Oops! This image does not follow our content guidelines. To continue publishing, please remove it or upload a different image.

🌷PRINSIP PENULIS : MENULIS MERUPAKAN KEBUTUHAN, SEDANGKAN VOTE DAN KOMEN ADALAH BONUS. TERIMA KASIH BONUSNYA❤️🌷

|~•~•~•~•~|

Pagi, hari Sabtu.

08.10

Kemarin layaknya mimpi buruk untuk Hera juga Arshel. Mereka seakan membisu ketika ucapan dari mulut Danu masih sempat terngiang. Bukan, sepertinya hanya Hera yang sibuk sendiri memikirkan itu. Suasana canggung dan kesal terus saja membelenggu, Hera sungguh tidak tahan dengan semua pertanyaan-pertanyaan beruntun dalam benaknya.

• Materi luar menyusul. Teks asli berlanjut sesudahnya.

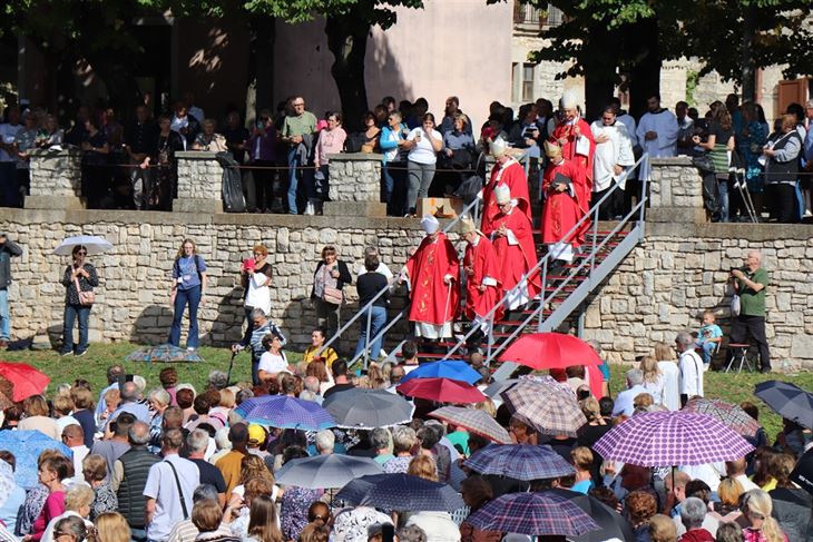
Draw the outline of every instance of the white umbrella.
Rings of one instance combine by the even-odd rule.
[[[112,248],[112,245],[110,245],[107,239],[99,237],[98,235],[77,235],[62,240],[57,249],[53,250],[53,254],[57,256],[70,256],[71,252],[74,252],[74,247],[78,245],[87,248],[88,256],[101,254]]]

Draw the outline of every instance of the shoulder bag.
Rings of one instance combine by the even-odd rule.
[[[74,284],[76,285],[76,293],[79,296],[79,305],[90,306],[96,303],[96,294],[94,290],[81,290],[81,287],[79,286],[79,277],[74,277]]]

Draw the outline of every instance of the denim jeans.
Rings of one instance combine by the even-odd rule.
[[[62,354],[74,352],[74,322],[79,321],[79,344],[76,352],[85,352],[88,349],[88,319],[90,318],[90,307],[86,305],[65,305],[65,325],[62,327]]]
[[[381,329],[384,328],[384,325],[386,324],[386,308],[373,305],[368,311],[365,311],[364,314],[359,318],[361,333],[359,334],[359,343],[355,346],[355,354],[353,355],[353,357],[364,352],[364,348],[366,347],[368,318],[370,319],[370,339],[372,339],[379,334]],[[384,337],[382,336],[371,343],[370,357],[372,357],[373,359],[379,357],[379,353],[381,352],[381,345],[383,344],[383,342]]]
[[[11,338],[11,315],[9,314],[9,290],[0,288],[0,341]]]
[[[300,154],[296,152],[296,147],[292,147],[288,150],[288,214],[297,215],[298,208],[296,207],[296,191],[300,188],[300,170],[297,169],[300,164]]]
[[[175,315],[173,316],[173,327],[169,329],[169,344],[178,346],[180,343],[180,323],[184,319],[187,304],[189,304],[189,335],[186,337],[186,346],[197,348],[197,307],[200,305],[200,286],[175,290]]]

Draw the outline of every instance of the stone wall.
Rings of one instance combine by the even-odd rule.
[[[272,318],[296,347],[310,342],[315,325],[308,296],[323,246],[335,245],[341,259],[353,267],[362,264],[364,247],[375,246],[398,272],[423,236],[417,220],[403,218],[33,209],[2,209],[0,230],[25,250],[12,259],[9,298],[14,337],[30,337],[41,327],[60,335],[65,288],[59,279],[69,262],[51,253],[67,236],[92,234],[115,248],[90,258],[101,282],[90,316],[90,341],[166,341],[173,314],[172,266],[188,237],[197,243],[208,268],[209,287],[199,311],[203,344],[224,345],[241,337],[241,263],[255,244],[263,243],[274,266]],[[355,288],[346,293],[350,305],[342,311],[343,322],[357,308]],[[393,308],[402,306],[401,298],[393,302]],[[349,347],[357,331],[346,337]]]

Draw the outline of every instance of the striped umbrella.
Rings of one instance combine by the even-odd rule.
[[[633,416],[609,430],[592,449],[605,460],[640,466],[704,465],[754,451],[723,422],[686,411]]]
[[[486,411],[463,406],[443,406],[430,412],[429,415],[499,444],[509,444],[511,442],[511,435],[508,434],[508,431],[498,424],[493,417],[489,416]]]
[[[576,396],[560,386],[519,381],[500,396],[512,414],[546,435],[576,436],[587,423]]]
[[[466,520],[483,531],[530,536],[580,536],[599,529],[587,513],[556,493],[508,493]]]
[[[490,444],[463,462],[480,474],[497,474],[517,480],[543,480],[568,476],[576,471],[550,446]]]
[[[247,423],[272,427],[321,431],[335,427],[336,422],[313,401],[287,395],[262,395],[244,401],[235,408]]]
[[[683,407],[687,412],[698,412],[719,420],[743,436],[754,436],[760,431],[760,422],[737,405],[717,398],[694,397]]]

Mereka berdua duduk di bangkunya. Sorot matanya tertuju pada papan putih itu namun, pikiran mereka tetap tidak akan lepas dari ucapan-ucapan manusia tak berakhlak kemarin.

Hera sangat-sangat ingin menanyakan pada Arshel sekali lagi apa maksud dari ucapan Danu kemarin, namun sayang, keberanian itu tidak dapat seketika muncul kembali karena takut jika di sangka ia senang ber-ikut campur. Dalam pikiran Hera benar-benar masih terbesit sebuah pertanyaan gila yang semakin membludak.

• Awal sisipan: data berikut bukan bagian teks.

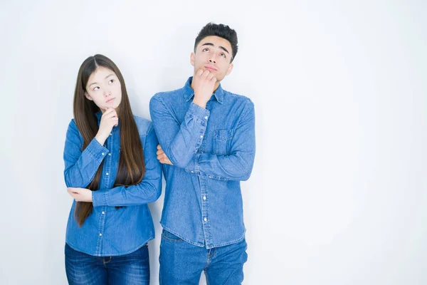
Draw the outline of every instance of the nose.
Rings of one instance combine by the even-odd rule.
[[[110,95],[111,95],[111,92],[110,92],[110,90],[108,90],[108,89],[104,90],[104,97],[107,98],[107,97],[110,96]]]
[[[216,56],[215,54],[211,56],[211,57],[209,58],[209,62],[216,63]]]

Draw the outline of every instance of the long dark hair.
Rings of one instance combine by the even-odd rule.
[[[112,61],[100,54],[86,58],[82,63],[77,76],[73,113],[75,124],[84,140],[82,151],[93,140],[99,129],[97,119],[95,114],[100,111],[100,108],[93,101],[86,98],[85,92],[89,77],[100,66],[112,71],[122,86],[122,100],[117,113],[120,128],[120,156],[115,186],[134,185],[142,180],[145,172],[144,152],[139,133],[132,113],[123,76]],[[96,191],[99,187],[102,165],[103,162],[101,163],[95,177],[87,187],[92,191]],[[75,217],[79,226],[83,224],[86,218],[92,213],[93,209],[92,202],[78,202],[76,203]]]

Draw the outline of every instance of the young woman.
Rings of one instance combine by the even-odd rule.
[[[74,198],[65,240],[70,284],[148,284],[147,203],[162,192],[152,123],[132,115],[122,73],[95,55],[81,65],[64,177]]]

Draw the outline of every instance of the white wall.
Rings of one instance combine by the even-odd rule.
[[[426,284],[426,2],[154,2],[0,4],[0,284],[66,284],[62,157],[83,61],[111,58],[149,118],[210,21],[238,31],[223,86],[256,109],[244,284]]]

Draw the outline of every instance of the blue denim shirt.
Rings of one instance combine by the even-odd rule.
[[[206,109],[198,106],[191,80],[150,100],[159,142],[174,164],[163,165],[161,223],[184,241],[211,249],[245,236],[240,182],[253,165],[255,113],[251,100],[221,85]]]
[[[101,115],[96,114],[98,125]],[[150,121],[134,118],[144,149],[145,174],[141,182],[129,187],[113,187],[120,152],[120,127],[113,128],[104,145],[94,138],[82,151],[83,138],[74,120],[68,125],[64,149],[67,187],[86,187],[104,161],[100,190],[92,192],[92,214],[80,227],[74,217],[75,201],[70,212],[65,242],[77,251],[97,256],[126,254],[154,237],[147,204],[156,201],[162,192],[162,166],[156,155],[158,141]]]

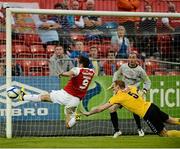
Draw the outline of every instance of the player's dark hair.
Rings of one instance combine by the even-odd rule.
[[[125,88],[125,83],[122,80],[116,80],[114,81],[116,85],[118,85],[121,89]]]
[[[90,64],[89,58],[81,55],[79,56],[79,63],[83,64],[83,67],[89,68],[89,64]]]

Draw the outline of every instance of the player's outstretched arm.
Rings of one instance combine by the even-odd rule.
[[[59,77],[64,76],[64,77],[72,77],[74,75],[73,71],[67,71],[67,72],[61,72],[59,73]]]
[[[96,113],[99,113],[99,112],[102,112],[106,109],[108,109],[109,107],[111,107],[112,104],[110,104],[109,102],[103,104],[103,105],[100,105],[99,107],[89,111],[89,112],[82,112],[83,115],[86,115],[86,116],[90,116],[90,115],[93,115],[93,114],[96,114]]]

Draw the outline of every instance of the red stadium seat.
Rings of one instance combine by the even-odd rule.
[[[6,40],[6,33],[0,32],[0,40]]]
[[[26,45],[41,43],[41,39],[37,34],[24,34],[23,39]]]
[[[28,76],[43,76],[43,68],[40,66],[29,67]]]
[[[46,48],[46,53],[48,54],[48,57],[50,57],[54,53],[55,45],[48,45]]]
[[[31,53],[46,53],[43,45],[32,45],[30,46]]]
[[[6,53],[6,45],[2,44],[0,45],[0,57],[3,57]]]
[[[24,75],[28,76],[29,68],[31,66],[31,60],[16,60],[16,63],[21,65],[24,71]]]
[[[31,53],[19,53],[18,58],[32,58],[32,54]]]
[[[168,75],[170,75],[170,76],[180,76],[180,71],[170,71],[168,73]]]
[[[13,52],[17,55],[19,53],[30,53],[30,49],[26,45],[14,45]]]

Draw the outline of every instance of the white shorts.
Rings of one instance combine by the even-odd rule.
[[[77,107],[80,103],[80,99],[78,97],[70,95],[63,89],[50,92],[50,98],[53,103],[65,105],[66,108]]]

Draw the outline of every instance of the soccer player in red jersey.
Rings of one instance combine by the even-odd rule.
[[[26,95],[21,89],[19,100],[23,101],[48,101],[65,106],[66,127],[71,128],[76,124],[76,108],[85,96],[89,84],[95,74],[93,69],[88,68],[90,61],[88,58],[80,56],[79,67],[74,67],[70,71],[61,72],[59,76],[71,77],[64,89],[54,90],[46,94]]]

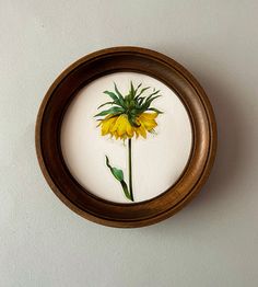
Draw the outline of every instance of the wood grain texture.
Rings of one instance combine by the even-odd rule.
[[[144,73],[165,83],[181,100],[192,126],[191,156],[179,180],[160,196],[130,205],[102,199],[83,188],[69,172],[60,147],[63,115],[78,91],[99,77],[119,71]],[[215,158],[216,125],[203,89],[184,67],[150,49],[114,47],[81,58],[57,78],[40,105],[35,141],[43,174],[68,207],[101,225],[131,228],[174,215],[200,191]]]

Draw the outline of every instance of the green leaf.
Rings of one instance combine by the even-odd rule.
[[[112,97],[112,100],[113,100],[116,104],[120,105],[120,101],[119,101],[119,99],[117,97],[117,95],[116,95],[115,93],[109,92],[109,91],[104,91],[104,94],[109,95],[109,96]]]
[[[107,168],[110,170],[110,172],[112,172],[112,174],[114,175],[114,177],[115,177],[117,181],[120,182],[121,187],[122,187],[122,191],[124,191],[126,197],[127,197],[128,199],[132,200],[131,195],[130,195],[129,190],[128,190],[128,186],[127,186],[127,184],[126,184],[126,182],[125,182],[125,180],[124,180],[124,172],[122,172],[122,170],[119,170],[119,169],[117,169],[117,168],[113,168],[113,167],[110,165],[110,163],[109,163],[109,159],[107,158],[107,156],[106,156],[106,165],[107,165]]]
[[[115,102],[106,102],[105,104],[99,105],[99,106],[97,107],[97,110],[101,108],[101,107],[104,106],[104,105],[113,105],[113,104],[116,104],[116,103],[115,103]]]
[[[157,90],[157,91],[155,91],[154,93],[151,93],[151,94],[146,97],[146,100],[149,100],[149,99],[151,99],[153,95],[160,93],[160,91],[161,91],[161,90]]]
[[[151,103],[155,100],[155,99],[157,99],[157,97],[160,97],[161,95],[155,95],[155,96],[153,96],[153,97],[149,97],[149,99],[146,99],[145,100],[145,102],[143,103],[143,105],[142,105],[142,108],[148,108],[150,105],[151,105]]]
[[[115,85],[115,91],[116,91],[116,93],[117,93],[117,95],[119,97],[119,102],[120,102],[121,105],[124,105],[125,104],[125,99],[124,99],[122,94],[119,92],[119,90],[117,89],[117,85],[116,85],[115,82],[114,82],[114,85]]]
[[[137,94],[137,92],[138,92],[138,90],[139,90],[139,88],[142,85],[142,83],[139,83],[138,84],[138,87],[137,87],[137,89],[136,89],[136,94]]]
[[[94,116],[106,116],[106,115],[109,115],[109,114],[119,114],[119,113],[124,113],[125,110],[120,106],[113,106],[106,111],[102,111],[101,113],[94,115]]]
[[[132,81],[130,81],[130,85],[131,85],[130,95],[131,95],[131,99],[133,99],[136,94],[136,90],[134,90]]]
[[[146,88],[141,89],[140,93],[136,96],[136,99],[138,99],[142,93],[144,93],[150,88],[151,87],[146,87]]]

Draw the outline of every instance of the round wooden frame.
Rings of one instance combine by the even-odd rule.
[[[184,103],[192,126],[192,151],[180,179],[157,197],[130,205],[112,203],[85,191],[69,172],[60,147],[62,118],[78,91],[102,76],[118,71],[144,73],[165,83]],[[40,105],[35,140],[43,174],[68,207],[94,222],[130,228],[174,215],[199,192],[214,161],[216,127],[203,89],[184,67],[150,49],[115,47],[81,58],[57,78]]]

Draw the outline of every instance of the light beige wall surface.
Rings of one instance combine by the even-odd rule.
[[[258,286],[258,1],[0,0],[0,286]],[[215,111],[201,194],[132,230],[89,222],[39,171],[34,125],[54,79],[104,47],[136,45],[188,68]]]

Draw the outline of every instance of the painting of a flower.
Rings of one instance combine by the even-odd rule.
[[[98,119],[98,127],[101,128],[102,136],[109,135],[112,138],[119,140],[128,140],[128,167],[129,167],[129,184],[125,182],[124,172],[120,169],[114,168],[109,163],[106,156],[106,165],[110,170],[114,177],[120,182],[126,197],[134,202],[132,192],[132,160],[131,160],[131,146],[132,138],[146,138],[148,133],[154,133],[157,126],[156,118],[161,111],[155,108],[152,104],[153,101],[161,96],[160,90],[152,89],[151,87],[142,88],[142,83],[134,88],[130,82],[129,92],[122,95],[114,83],[114,91],[104,91],[110,97],[110,101],[102,104],[98,108],[109,106],[95,115]]]

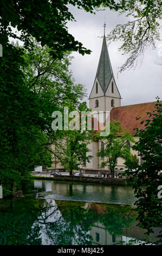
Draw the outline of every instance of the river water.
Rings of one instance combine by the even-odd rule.
[[[24,198],[0,199],[0,245],[157,241],[159,228],[148,236],[137,226],[135,198],[129,186],[35,180],[23,192]]]

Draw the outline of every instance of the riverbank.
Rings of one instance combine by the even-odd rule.
[[[80,177],[78,176],[67,176],[67,175],[58,175],[53,177],[46,177],[41,176],[32,176],[33,179],[39,180],[62,180],[67,181],[80,181],[86,182],[93,182],[100,184],[107,185],[129,185],[125,179],[116,179],[111,178],[95,178],[95,177]]]

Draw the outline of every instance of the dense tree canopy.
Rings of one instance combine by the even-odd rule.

"Kenapa?" tanya Arshel mencairkan suasana. Akhirnya ia menyelesaikan aktivitas menyalin tulisan di atas papan, kemudian iseng meregangkan tubuhnya karena terlalu capai. Pandangannya melirik pada buku tulis Hera dan, tidak ada apa-apa di sana kecuali hanya tulisan angka satu yang tertulis sedari awal guru menerangkan. "Masih kepikiran soal kemarin?"

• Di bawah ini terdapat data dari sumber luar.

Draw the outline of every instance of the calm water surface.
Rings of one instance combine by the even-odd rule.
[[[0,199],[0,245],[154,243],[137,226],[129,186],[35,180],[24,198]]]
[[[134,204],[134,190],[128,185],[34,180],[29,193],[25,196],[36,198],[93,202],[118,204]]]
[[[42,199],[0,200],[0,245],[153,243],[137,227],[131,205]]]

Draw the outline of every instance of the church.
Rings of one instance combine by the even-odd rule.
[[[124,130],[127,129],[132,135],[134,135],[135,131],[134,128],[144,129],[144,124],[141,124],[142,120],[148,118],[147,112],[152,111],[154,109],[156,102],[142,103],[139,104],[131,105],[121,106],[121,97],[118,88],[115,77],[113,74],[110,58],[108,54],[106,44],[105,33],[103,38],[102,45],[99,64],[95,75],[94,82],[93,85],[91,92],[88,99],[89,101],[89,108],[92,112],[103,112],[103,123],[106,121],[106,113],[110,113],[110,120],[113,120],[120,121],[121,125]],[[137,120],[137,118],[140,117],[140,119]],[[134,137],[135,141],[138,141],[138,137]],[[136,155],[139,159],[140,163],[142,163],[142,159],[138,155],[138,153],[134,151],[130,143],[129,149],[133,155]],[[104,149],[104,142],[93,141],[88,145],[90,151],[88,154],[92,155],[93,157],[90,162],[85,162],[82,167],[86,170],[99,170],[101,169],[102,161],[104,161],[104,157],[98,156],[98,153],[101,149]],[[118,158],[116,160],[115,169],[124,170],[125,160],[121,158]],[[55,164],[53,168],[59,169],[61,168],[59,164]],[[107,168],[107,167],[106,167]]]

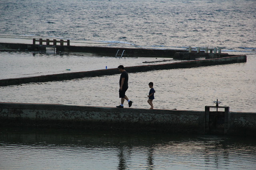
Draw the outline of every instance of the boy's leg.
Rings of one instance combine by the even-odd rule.
[[[152,104],[152,100],[153,100],[150,99],[148,99],[148,104],[149,104],[149,105],[150,105],[151,106],[151,107],[153,107],[153,104]]]

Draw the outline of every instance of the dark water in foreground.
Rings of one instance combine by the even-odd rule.
[[[0,128],[1,169],[254,169],[256,140],[217,135]]]

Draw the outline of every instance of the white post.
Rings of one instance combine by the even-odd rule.
[[[200,48],[199,48],[199,47],[197,47],[196,52],[197,52],[197,53],[199,53],[200,50]]]
[[[215,47],[214,48],[214,54],[216,54],[216,53],[217,53],[217,48]]]

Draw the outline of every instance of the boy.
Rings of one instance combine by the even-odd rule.
[[[149,104],[149,105],[151,106],[151,107],[150,108],[150,109],[153,109],[154,106],[153,106],[153,100],[155,99],[155,97],[154,96],[154,93],[156,93],[156,91],[153,88],[153,82],[150,82],[148,83],[148,86],[149,88],[150,88],[150,90],[149,91],[149,94],[148,96],[148,103]]]

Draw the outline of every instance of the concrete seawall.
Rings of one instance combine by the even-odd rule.
[[[55,45],[56,52],[83,52],[96,53],[102,56],[114,57],[117,51],[125,50],[126,57],[172,57],[176,52],[187,51],[184,50],[150,49],[139,48],[119,48],[104,47]],[[38,44],[0,43],[0,49],[7,51],[45,51],[46,47]]]
[[[158,65],[127,67],[129,73],[148,71],[152,70],[191,68],[220,64],[244,62],[246,55],[237,55],[220,58],[193,60]],[[119,73],[116,69],[110,69],[72,73],[41,75],[38,76],[0,79],[0,86],[16,85],[29,83],[44,82],[62,81],[85,77],[112,75]]]
[[[221,112],[219,112],[220,113]],[[211,114],[211,113],[210,113]],[[118,109],[62,105],[0,103],[1,126],[28,126],[177,133],[225,133],[256,136],[256,114],[229,112],[228,129],[222,121],[210,122],[220,132],[206,130],[201,111]],[[217,124],[220,125],[217,125]],[[214,128],[212,127],[212,128]]]

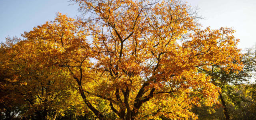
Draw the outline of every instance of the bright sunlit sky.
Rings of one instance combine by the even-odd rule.
[[[232,27],[244,49],[256,44],[256,0],[187,0],[197,6],[203,28]],[[5,38],[20,37],[21,33],[53,20],[58,12],[70,17],[80,16],[78,5],[67,0],[0,0],[0,41]]]

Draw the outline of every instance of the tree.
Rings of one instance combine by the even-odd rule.
[[[211,106],[220,92],[199,68],[242,67],[234,30],[200,30],[181,1],[74,1],[88,19],[59,14],[23,36],[47,45],[34,59],[68,71],[100,119],[196,119],[191,105]]]

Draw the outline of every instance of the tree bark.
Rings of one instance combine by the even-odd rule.
[[[226,104],[225,103],[225,101],[224,101],[223,96],[222,96],[222,95],[221,94],[221,93],[219,93],[219,94],[220,94],[220,100],[221,100],[221,103],[222,104],[222,105],[223,106],[223,109],[224,109],[224,114],[225,114],[226,120],[230,120],[229,115],[228,114],[228,109],[226,106]]]

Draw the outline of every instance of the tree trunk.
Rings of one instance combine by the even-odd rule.
[[[221,93],[219,93],[220,94],[220,100],[221,100],[221,103],[223,106],[223,109],[224,109],[224,114],[225,114],[225,117],[226,117],[226,120],[229,120],[229,115],[228,115],[228,109],[227,107],[226,106],[226,104],[225,103],[225,101],[224,101],[224,99],[223,98],[223,97],[222,95],[221,94]]]
[[[56,117],[57,117],[57,112],[55,112],[54,114],[54,116],[53,117],[53,120],[56,120]]]

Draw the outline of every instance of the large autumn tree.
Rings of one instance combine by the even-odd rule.
[[[67,71],[100,119],[196,119],[192,104],[211,106],[221,92],[199,70],[242,66],[234,31],[201,30],[182,1],[74,1],[87,18],[59,14],[23,36],[47,46],[33,60]]]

Hera tersadar dari lamunannya. Ia segera menggeleng, tangan kanan serta pandangan matanya sontak bekerja sama untuk segera menulis. Demi apapun ia benar-benar tak dapat fokus dengan pelajaran hari ini.

"Kan gue udah bilang ... lupain aja, anggap yang kemarin itu nggak pernah ada." Arshel beranjak menopang kepala. Wajah tampan itu menghadap Hera dengan tatapan dalam, memandangi wajah murung di depannya sembari menghela napas panjang.

Hera masih saja menggeleng.

"Gue salah apa, sih?" Sekali lagi Arshel menanyakan pertanyaan yang sama sekali tidak penting di telinga Hera. Begitu juga dengan Arshel, ia merasa diabaikan begitu saja sedari pagi. Walau memang sifat Hera itu bertolak dengan Arshel, tetapi ini berbeda, Hera berbeda dari biasanya. Menyebalkan.

Hera menggeleng kembali. Ia menghentikan aktivitas menulisnya, kemudian tatapannya beralih pada Arshel sedikit kesal. "Nggak ada."

Arshel menghela napas gusar sekali lagi. Sudahlah, ia tak mau lagi ikut campur, toh, memang Hera sudah biasa seperti itu, Arshel dapat memakluminya karena mungkin ia tidak sadar sedang membuat kesalahan kecil di waktu yang berbeda. Sorot matanya beralih pada lengan bawah Hera yang beberapa hari lalu sempat terluka, ia dapat tersenyum lega setelah mengetahui luka itu sudah mengering.

Hera yang baru menyadari bahwa Arshel tengah menatap lukanya, ia segera menyembunyikan tangannya ke bawah hingga tak ada lagi celah untuk Arshel dapat melihat, entahlah kenapa, namun Hera merasa kesal saja dengan Arshel. Kedua mata serta tangan kanan Hera kembali bekerja. Ia terus berharap bahwa tidak akan ada lagi perasaan dongkol yang entah dari mana asalnya itu.